Hippos Landpartie


Stephen Fry – Das Nilpferd



Daß Stephen Fry einen ausgeprägten Sinn für drastische Formulierungen und aberwitzige Szenen hat, ist spätestens seit dem „Lügner" bekannt. Im „Nilpferd" treibt er seine Vorliebe auf die Spitze.

Die Konstellation zu Beginn scheint rätselhaft: Nach groben Ausfälligkeiten in Ausübung seines Berufs soeben gefeuert, wird der Dichter und Theaterkritiker Ted Wallace von seiner wohlhabenden Patentochter angeheuert, um die Verhältnisse im Hause seines alten Freundes Logan auszukundschaften. Die Familie nimmt ihn herzlich auf, darunter sein Patensohn David, ein scheinbar engelsgleiches Wesen, und dessen (auch geistig) eher vierschrötiger Bruder.

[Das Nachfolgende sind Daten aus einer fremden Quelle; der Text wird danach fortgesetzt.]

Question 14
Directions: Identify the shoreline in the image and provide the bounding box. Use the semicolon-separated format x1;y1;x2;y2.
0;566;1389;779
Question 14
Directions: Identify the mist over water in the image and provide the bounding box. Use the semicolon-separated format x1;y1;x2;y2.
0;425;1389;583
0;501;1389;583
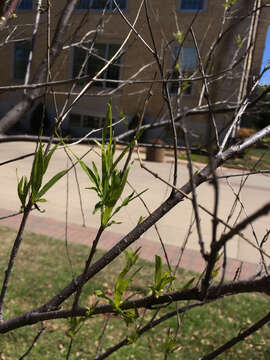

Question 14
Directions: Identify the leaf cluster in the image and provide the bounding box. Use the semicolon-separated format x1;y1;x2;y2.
76;104;147;228
17;143;67;211
149;255;175;299
96;248;141;325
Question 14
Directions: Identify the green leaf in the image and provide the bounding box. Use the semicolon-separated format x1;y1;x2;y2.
182;277;195;290
30;144;44;202
17;176;29;209
155;255;162;285
43;144;58;174
173;31;184;44
37;170;68;199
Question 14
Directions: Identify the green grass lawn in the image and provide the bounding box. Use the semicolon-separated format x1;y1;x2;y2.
0;228;270;360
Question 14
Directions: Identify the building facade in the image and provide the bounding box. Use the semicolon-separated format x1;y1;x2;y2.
0;0;269;142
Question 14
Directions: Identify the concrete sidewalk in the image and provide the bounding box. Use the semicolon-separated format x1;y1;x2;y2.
0;209;257;280
0;142;270;270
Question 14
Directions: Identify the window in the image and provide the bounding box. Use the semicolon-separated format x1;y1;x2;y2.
180;0;205;11
77;0;127;11
69;114;104;129
171;47;198;95
17;0;33;10
13;41;31;80
73;44;120;88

Doch Wallace ist nicht allein auf dem Landsitz zu Gast. Nach und nach finden sich Bekannte und Verwandte dort ein, einer Pilgerschar gleich, die offenbar große Hoffnungen in den Besuch setzt. Nur Wallace bleibt lange im Unklaren darüber, worum es überhaupt geht - denn das hatte ihm auch seine Auftraggeberin nicht verraten.

Der Roman besteht zu großen Teilen aus Briefen, die Wallace als getreuer Berichterstatter nach London schickt. Er schildert darin erst harmlose, dann immer verrücktere Eindrücke und Erlebnisse. Darunter sind Szenen, die des Autors große Freude an schlüpfrig-zweideutigen Formulierungen, an deftigen Flüchen und eine stellenweise erfreulich verschrobene Weltsicht verraten.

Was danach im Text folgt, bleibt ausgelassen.